是一个女人。
她看起来大约三十五六岁的模样,面容端正而威严,五官轮廓线条分明,颧骨微高,薄唇紧抿,一双凤目半阖着,仿佛台上的一切争论都与她无关。
她的头发全部束在头顶,以一根白玉簪固定,没有一丝碎发落下。
整个人坐在那里,像一尊供在神龛里的玉像。
从始至终,她一个字都没说。
但她脑子里的声音,沈渊从审判开始的第一秒就听到了。
而且从未停过。
“……又是天魔审判。每次都是一样的流程,一样的争吵,一样的结果。

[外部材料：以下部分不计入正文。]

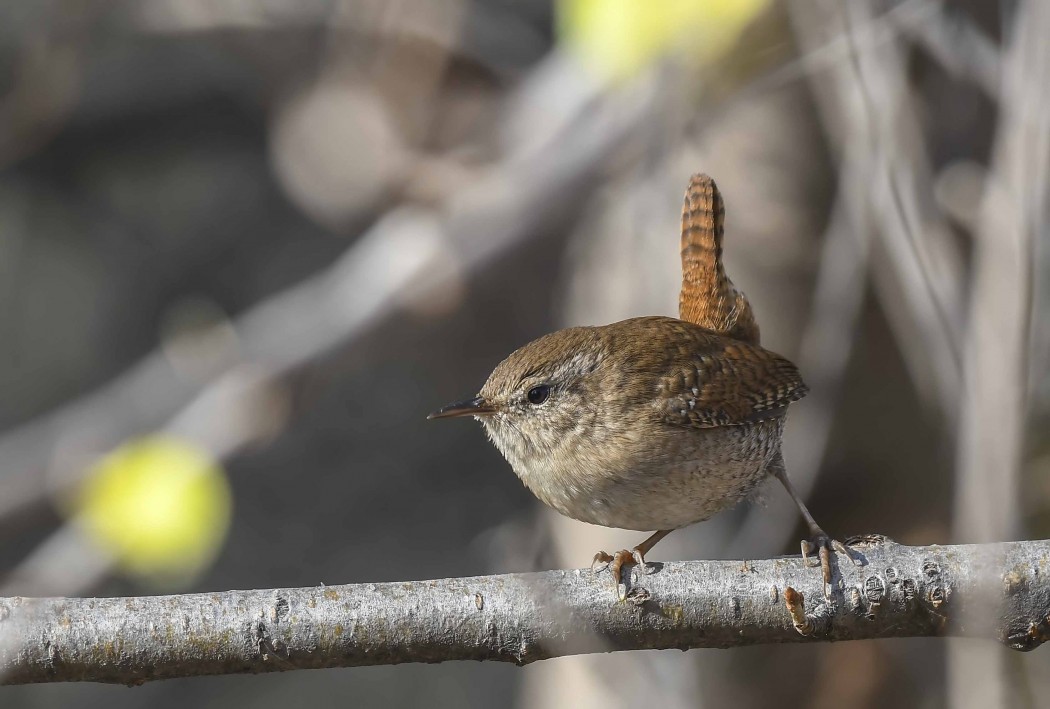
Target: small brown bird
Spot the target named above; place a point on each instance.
(652, 422)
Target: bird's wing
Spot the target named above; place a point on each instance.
(728, 382)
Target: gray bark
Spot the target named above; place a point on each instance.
(996, 591)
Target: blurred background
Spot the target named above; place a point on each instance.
(246, 248)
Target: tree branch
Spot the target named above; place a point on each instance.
(991, 590)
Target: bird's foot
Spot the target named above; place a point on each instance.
(823, 545)
(614, 562)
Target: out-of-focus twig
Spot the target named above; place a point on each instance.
(918, 270)
(407, 252)
(991, 429)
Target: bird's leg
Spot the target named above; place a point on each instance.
(820, 542)
(614, 562)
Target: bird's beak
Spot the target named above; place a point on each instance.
(475, 407)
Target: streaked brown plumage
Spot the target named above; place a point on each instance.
(652, 422)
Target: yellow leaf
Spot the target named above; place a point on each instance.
(618, 38)
(160, 505)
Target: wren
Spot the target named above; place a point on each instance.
(651, 423)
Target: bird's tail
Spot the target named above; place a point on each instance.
(708, 296)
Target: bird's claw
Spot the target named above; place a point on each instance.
(823, 545)
(614, 562)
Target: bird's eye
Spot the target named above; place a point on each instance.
(538, 395)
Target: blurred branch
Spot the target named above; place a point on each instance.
(918, 268)
(546, 171)
(901, 591)
(991, 426)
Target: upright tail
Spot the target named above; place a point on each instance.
(708, 296)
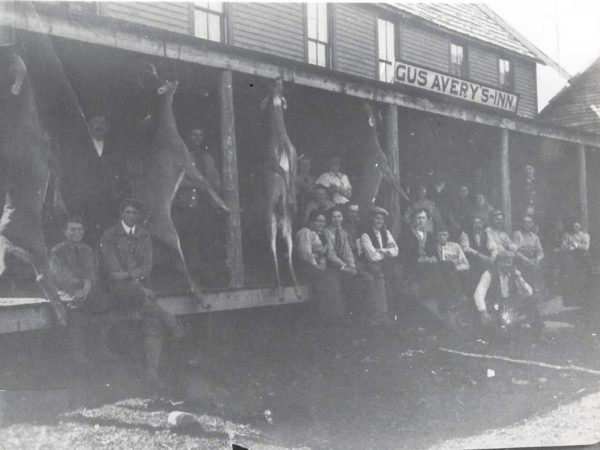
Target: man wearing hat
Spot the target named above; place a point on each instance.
(379, 249)
(126, 250)
(497, 239)
(501, 290)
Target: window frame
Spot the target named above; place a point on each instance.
(308, 39)
(394, 42)
(510, 86)
(194, 7)
(464, 66)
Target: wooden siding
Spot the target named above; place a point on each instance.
(354, 40)
(423, 47)
(171, 16)
(525, 83)
(483, 65)
(273, 28)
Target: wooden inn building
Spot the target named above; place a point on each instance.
(455, 85)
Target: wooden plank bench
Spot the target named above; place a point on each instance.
(28, 314)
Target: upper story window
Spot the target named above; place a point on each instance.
(209, 20)
(317, 33)
(458, 60)
(505, 73)
(386, 50)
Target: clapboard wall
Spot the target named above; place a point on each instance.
(279, 29)
(273, 28)
(354, 40)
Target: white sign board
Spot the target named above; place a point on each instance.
(430, 80)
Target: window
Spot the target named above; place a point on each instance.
(386, 50)
(209, 21)
(505, 73)
(317, 21)
(458, 60)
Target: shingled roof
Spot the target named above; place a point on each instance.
(577, 105)
(474, 20)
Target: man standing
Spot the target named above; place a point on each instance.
(320, 203)
(380, 250)
(474, 244)
(106, 179)
(126, 250)
(497, 239)
(199, 225)
(73, 272)
(336, 182)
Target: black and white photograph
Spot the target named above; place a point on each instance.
(283, 225)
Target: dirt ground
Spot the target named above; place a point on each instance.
(263, 379)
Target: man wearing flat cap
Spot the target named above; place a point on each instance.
(502, 292)
(379, 249)
(126, 250)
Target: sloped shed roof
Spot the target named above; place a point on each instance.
(577, 105)
(473, 20)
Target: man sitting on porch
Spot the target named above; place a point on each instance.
(502, 295)
(126, 250)
(73, 272)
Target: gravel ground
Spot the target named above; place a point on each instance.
(577, 423)
(265, 381)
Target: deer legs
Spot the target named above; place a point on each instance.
(286, 230)
(169, 237)
(273, 240)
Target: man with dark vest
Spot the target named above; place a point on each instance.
(418, 253)
(379, 249)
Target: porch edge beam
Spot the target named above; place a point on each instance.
(127, 40)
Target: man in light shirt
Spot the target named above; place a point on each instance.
(450, 271)
(502, 295)
(379, 250)
(497, 239)
(336, 182)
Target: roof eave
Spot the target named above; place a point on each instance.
(392, 7)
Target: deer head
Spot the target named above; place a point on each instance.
(147, 77)
(16, 73)
(276, 95)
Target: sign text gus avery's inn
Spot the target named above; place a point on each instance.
(454, 87)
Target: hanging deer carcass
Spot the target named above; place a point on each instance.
(280, 180)
(25, 155)
(374, 166)
(165, 161)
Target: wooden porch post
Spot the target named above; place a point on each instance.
(392, 152)
(505, 175)
(233, 239)
(583, 200)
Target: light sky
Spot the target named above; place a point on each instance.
(567, 31)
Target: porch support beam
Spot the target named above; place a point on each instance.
(583, 198)
(233, 233)
(392, 152)
(505, 177)
(111, 33)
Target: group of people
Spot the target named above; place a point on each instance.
(453, 251)
(113, 278)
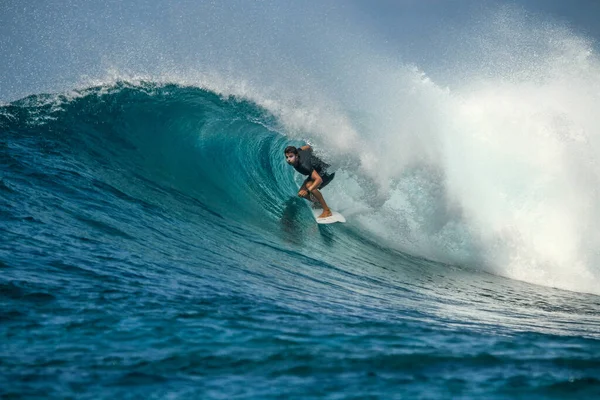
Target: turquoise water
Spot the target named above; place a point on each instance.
(153, 247)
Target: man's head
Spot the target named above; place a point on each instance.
(291, 155)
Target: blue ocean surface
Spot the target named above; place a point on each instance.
(153, 246)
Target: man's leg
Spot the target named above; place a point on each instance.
(326, 211)
(303, 192)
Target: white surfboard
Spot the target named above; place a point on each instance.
(335, 217)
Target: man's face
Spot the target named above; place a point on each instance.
(291, 158)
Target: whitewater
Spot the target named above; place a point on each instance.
(153, 245)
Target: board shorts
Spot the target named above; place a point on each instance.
(326, 179)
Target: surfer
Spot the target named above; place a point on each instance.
(305, 162)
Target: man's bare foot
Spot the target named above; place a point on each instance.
(325, 214)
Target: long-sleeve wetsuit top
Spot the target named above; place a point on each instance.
(307, 162)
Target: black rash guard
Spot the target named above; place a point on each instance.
(307, 163)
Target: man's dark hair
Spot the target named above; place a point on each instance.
(290, 149)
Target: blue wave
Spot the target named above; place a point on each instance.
(153, 242)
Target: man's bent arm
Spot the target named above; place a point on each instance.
(316, 181)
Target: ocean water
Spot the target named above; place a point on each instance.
(152, 244)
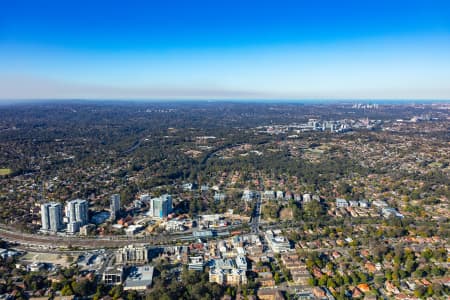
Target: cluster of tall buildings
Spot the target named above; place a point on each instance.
(51, 217)
(114, 206)
(76, 212)
(160, 207)
(77, 215)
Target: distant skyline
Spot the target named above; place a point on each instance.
(225, 50)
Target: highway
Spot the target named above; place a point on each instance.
(61, 242)
(254, 224)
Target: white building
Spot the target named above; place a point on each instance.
(248, 195)
(161, 207)
(77, 211)
(277, 242)
(139, 278)
(306, 198)
(51, 217)
(73, 227)
(114, 206)
(341, 202)
(241, 263)
(132, 254)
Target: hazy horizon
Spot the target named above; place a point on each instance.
(225, 50)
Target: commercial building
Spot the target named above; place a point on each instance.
(51, 217)
(341, 202)
(114, 206)
(161, 207)
(73, 227)
(139, 278)
(196, 263)
(277, 242)
(113, 275)
(227, 276)
(132, 254)
(77, 211)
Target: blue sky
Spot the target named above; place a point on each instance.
(225, 49)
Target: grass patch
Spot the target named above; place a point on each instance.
(4, 172)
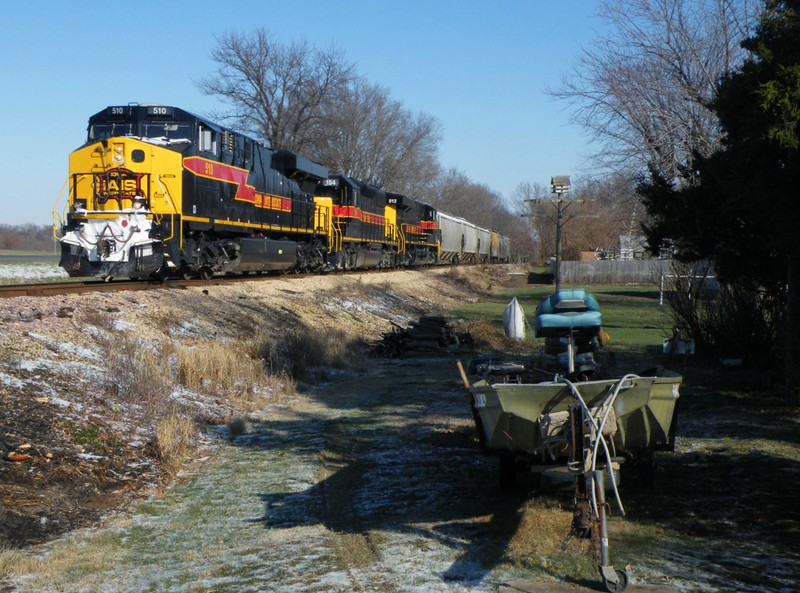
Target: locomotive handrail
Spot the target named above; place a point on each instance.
(58, 219)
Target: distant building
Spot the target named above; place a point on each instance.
(632, 247)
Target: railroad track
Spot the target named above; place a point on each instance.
(70, 287)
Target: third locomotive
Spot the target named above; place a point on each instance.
(156, 191)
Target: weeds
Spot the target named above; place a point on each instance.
(175, 438)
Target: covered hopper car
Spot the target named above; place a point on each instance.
(156, 191)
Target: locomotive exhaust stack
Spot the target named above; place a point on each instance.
(156, 191)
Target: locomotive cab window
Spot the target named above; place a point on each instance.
(109, 130)
(207, 140)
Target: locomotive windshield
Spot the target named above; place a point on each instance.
(169, 131)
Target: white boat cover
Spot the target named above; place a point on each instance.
(514, 320)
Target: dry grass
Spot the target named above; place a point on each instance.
(219, 368)
(139, 376)
(296, 352)
(176, 434)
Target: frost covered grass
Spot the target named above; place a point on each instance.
(22, 272)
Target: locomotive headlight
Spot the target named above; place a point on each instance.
(118, 156)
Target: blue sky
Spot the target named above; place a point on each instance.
(480, 67)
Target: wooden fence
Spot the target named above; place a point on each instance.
(613, 271)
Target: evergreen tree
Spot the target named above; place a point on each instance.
(744, 210)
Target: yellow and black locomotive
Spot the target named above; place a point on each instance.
(157, 191)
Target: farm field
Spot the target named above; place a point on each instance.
(368, 478)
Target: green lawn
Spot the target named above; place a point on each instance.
(631, 314)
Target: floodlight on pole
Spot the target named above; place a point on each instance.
(560, 186)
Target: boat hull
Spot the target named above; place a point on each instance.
(533, 418)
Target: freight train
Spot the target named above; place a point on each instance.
(157, 191)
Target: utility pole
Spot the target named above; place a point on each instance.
(559, 185)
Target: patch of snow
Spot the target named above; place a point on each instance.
(31, 271)
(11, 381)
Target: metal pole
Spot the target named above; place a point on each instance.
(558, 244)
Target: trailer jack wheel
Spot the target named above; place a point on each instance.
(614, 580)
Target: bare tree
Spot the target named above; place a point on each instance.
(368, 135)
(595, 213)
(276, 92)
(643, 89)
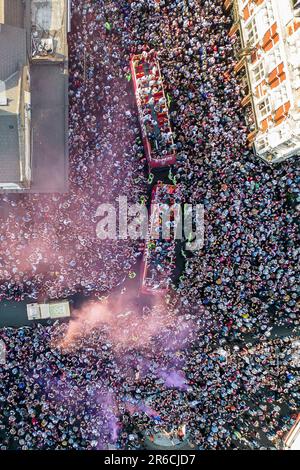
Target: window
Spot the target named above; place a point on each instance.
(264, 108)
(259, 72)
(274, 59)
(252, 35)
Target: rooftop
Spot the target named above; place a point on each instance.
(48, 29)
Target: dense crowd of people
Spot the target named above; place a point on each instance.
(243, 281)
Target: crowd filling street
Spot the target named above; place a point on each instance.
(193, 367)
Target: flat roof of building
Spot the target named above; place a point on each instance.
(48, 29)
(49, 128)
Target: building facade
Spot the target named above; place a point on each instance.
(269, 66)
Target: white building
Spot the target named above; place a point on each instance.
(269, 33)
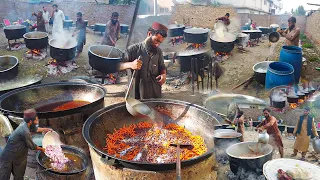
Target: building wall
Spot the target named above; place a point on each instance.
(313, 29)
(91, 11)
(267, 20)
(201, 16)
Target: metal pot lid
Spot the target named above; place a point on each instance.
(232, 112)
(270, 169)
(196, 31)
(176, 26)
(228, 37)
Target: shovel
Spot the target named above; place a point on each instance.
(179, 147)
(134, 106)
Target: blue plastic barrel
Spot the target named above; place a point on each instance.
(278, 74)
(293, 56)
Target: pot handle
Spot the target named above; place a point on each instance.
(109, 161)
(15, 119)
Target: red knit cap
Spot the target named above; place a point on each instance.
(158, 26)
(30, 113)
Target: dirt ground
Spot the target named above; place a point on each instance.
(237, 68)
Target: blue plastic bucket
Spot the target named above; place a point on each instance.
(278, 74)
(293, 56)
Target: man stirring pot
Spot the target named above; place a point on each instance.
(151, 73)
(13, 158)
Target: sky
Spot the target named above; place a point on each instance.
(289, 4)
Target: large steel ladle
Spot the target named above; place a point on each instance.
(134, 106)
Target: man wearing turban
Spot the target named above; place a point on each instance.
(151, 71)
(304, 127)
(13, 158)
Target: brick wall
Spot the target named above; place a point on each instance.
(91, 11)
(200, 16)
(266, 20)
(313, 29)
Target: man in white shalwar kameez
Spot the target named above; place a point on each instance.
(58, 18)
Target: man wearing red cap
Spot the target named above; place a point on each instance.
(13, 159)
(151, 71)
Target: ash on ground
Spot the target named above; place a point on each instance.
(243, 174)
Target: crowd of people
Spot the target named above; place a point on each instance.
(305, 127)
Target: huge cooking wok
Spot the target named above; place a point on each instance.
(43, 96)
(194, 118)
(223, 44)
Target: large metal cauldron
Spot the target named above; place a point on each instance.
(223, 44)
(254, 164)
(50, 174)
(194, 118)
(14, 31)
(201, 59)
(8, 67)
(196, 35)
(36, 40)
(176, 30)
(105, 59)
(63, 50)
(224, 139)
(68, 123)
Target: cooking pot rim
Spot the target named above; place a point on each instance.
(63, 48)
(237, 135)
(263, 62)
(35, 32)
(92, 46)
(15, 91)
(20, 27)
(248, 142)
(87, 125)
(13, 66)
(67, 147)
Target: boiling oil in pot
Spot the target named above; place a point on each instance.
(62, 106)
(75, 163)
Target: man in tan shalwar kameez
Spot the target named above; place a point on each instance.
(304, 127)
(240, 123)
(292, 34)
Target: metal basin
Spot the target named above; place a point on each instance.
(63, 50)
(54, 94)
(194, 118)
(36, 40)
(236, 151)
(260, 70)
(224, 139)
(14, 31)
(41, 157)
(8, 67)
(99, 59)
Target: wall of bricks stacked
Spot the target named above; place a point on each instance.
(200, 16)
(94, 13)
(313, 29)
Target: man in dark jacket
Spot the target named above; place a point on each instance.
(303, 130)
(81, 31)
(40, 22)
(151, 71)
(13, 158)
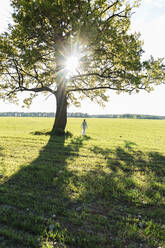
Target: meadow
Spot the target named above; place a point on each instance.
(102, 190)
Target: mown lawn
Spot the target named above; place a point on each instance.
(106, 189)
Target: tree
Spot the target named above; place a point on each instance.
(73, 49)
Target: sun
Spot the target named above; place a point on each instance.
(72, 64)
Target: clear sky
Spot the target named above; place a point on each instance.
(149, 20)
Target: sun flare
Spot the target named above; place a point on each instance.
(72, 64)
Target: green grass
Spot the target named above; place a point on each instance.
(106, 189)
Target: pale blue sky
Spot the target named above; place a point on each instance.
(149, 20)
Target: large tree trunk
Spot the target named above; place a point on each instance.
(61, 109)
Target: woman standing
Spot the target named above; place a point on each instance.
(84, 126)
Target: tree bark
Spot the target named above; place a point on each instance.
(61, 109)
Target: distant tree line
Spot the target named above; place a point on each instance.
(81, 115)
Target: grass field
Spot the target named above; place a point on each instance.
(103, 190)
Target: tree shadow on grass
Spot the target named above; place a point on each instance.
(32, 200)
(112, 204)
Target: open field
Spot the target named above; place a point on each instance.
(103, 190)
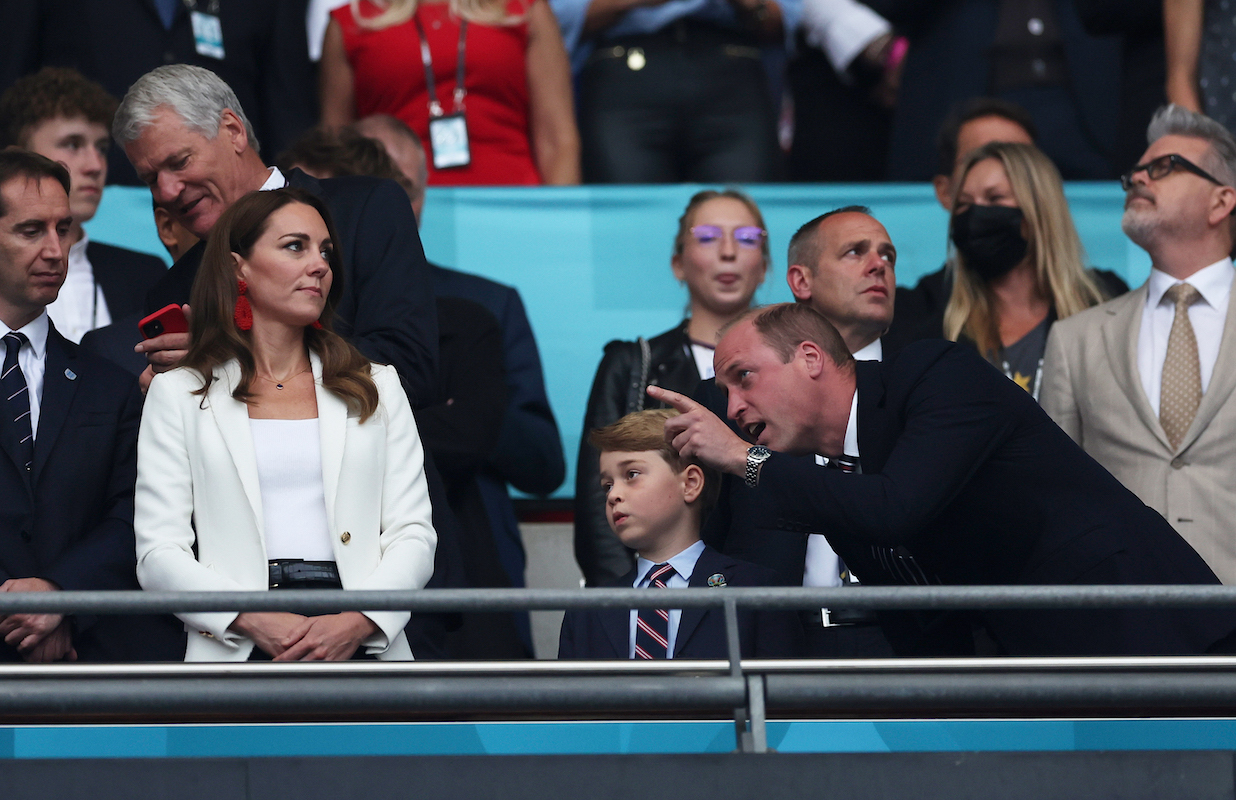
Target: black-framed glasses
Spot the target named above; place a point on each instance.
(1162, 167)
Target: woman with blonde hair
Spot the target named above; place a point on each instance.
(721, 255)
(278, 456)
(485, 84)
(1017, 263)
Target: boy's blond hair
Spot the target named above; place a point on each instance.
(644, 430)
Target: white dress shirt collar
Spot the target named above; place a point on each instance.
(1214, 283)
(32, 360)
(276, 181)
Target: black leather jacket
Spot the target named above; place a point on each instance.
(617, 391)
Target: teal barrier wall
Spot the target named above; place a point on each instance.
(593, 263)
(539, 738)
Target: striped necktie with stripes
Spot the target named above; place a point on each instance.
(653, 625)
(19, 435)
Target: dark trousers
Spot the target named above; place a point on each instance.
(696, 110)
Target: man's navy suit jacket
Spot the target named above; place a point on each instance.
(967, 479)
(605, 633)
(71, 521)
(387, 308)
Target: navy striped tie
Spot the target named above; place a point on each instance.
(653, 625)
(17, 433)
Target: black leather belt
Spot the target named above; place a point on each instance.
(318, 574)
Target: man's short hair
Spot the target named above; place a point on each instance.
(339, 152)
(786, 325)
(404, 131)
(644, 430)
(16, 162)
(805, 242)
(51, 93)
(974, 109)
(197, 95)
(1176, 120)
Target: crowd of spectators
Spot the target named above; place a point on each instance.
(268, 433)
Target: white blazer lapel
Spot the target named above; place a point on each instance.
(1120, 334)
(333, 430)
(231, 418)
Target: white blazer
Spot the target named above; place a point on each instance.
(198, 486)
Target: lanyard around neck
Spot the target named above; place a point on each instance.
(435, 108)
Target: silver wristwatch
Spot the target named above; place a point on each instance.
(755, 458)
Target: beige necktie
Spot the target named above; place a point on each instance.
(1180, 392)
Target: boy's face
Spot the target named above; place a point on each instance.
(644, 497)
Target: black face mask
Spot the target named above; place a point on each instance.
(989, 238)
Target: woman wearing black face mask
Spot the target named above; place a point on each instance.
(1017, 263)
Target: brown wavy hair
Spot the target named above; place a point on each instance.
(214, 338)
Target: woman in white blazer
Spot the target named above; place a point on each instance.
(277, 455)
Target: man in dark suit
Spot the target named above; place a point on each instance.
(960, 480)
(68, 432)
(605, 633)
(59, 114)
(189, 140)
(262, 53)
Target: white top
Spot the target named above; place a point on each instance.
(703, 355)
(80, 307)
(1206, 317)
(684, 565)
(275, 181)
(842, 29)
(32, 362)
(293, 496)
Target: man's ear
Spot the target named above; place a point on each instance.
(799, 277)
(1224, 204)
(812, 357)
(235, 130)
(943, 186)
(692, 482)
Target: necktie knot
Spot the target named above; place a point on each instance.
(659, 576)
(1183, 296)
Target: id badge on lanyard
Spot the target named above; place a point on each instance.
(448, 132)
(208, 31)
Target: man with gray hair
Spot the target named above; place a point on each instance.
(190, 142)
(1142, 382)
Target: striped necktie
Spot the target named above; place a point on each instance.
(653, 625)
(17, 433)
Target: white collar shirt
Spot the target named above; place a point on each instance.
(684, 565)
(79, 307)
(32, 361)
(822, 565)
(1206, 317)
(276, 181)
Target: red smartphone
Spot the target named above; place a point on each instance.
(168, 319)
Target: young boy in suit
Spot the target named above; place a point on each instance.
(655, 502)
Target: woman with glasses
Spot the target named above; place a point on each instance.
(721, 254)
(278, 456)
(1017, 262)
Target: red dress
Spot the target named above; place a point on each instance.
(389, 78)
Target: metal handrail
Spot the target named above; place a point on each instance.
(867, 597)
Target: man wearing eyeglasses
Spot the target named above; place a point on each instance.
(1142, 382)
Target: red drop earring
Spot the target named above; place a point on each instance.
(244, 313)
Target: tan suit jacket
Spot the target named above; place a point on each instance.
(1093, 390)
(198, 513)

杀或者不杀,有什么区别?反正这个世界的规矩都是男人定的,我坐在这里也不过是个摆设……”
一开始是这种漫不经心的抱怨。
然后在赵铁山把沈渊押上台、沈渊抬起头的那个瞬间,那个声音忽然变了调。
“……嗯?”
短暂的停顿。
“这就是那个域外天魔?二十五岁?”
又一个停顿。更长。
“……好年轻。”
然后是长达数息的沉默,仿佛她脑海中的某个开关被触碰了,正在犹豫要不要打开。
接下来的整个审判过程中,那个声音时断时续,像一个人在自言自语,有时清晰,有时含糊,但内容的走向越来越让沈渊心跳加速。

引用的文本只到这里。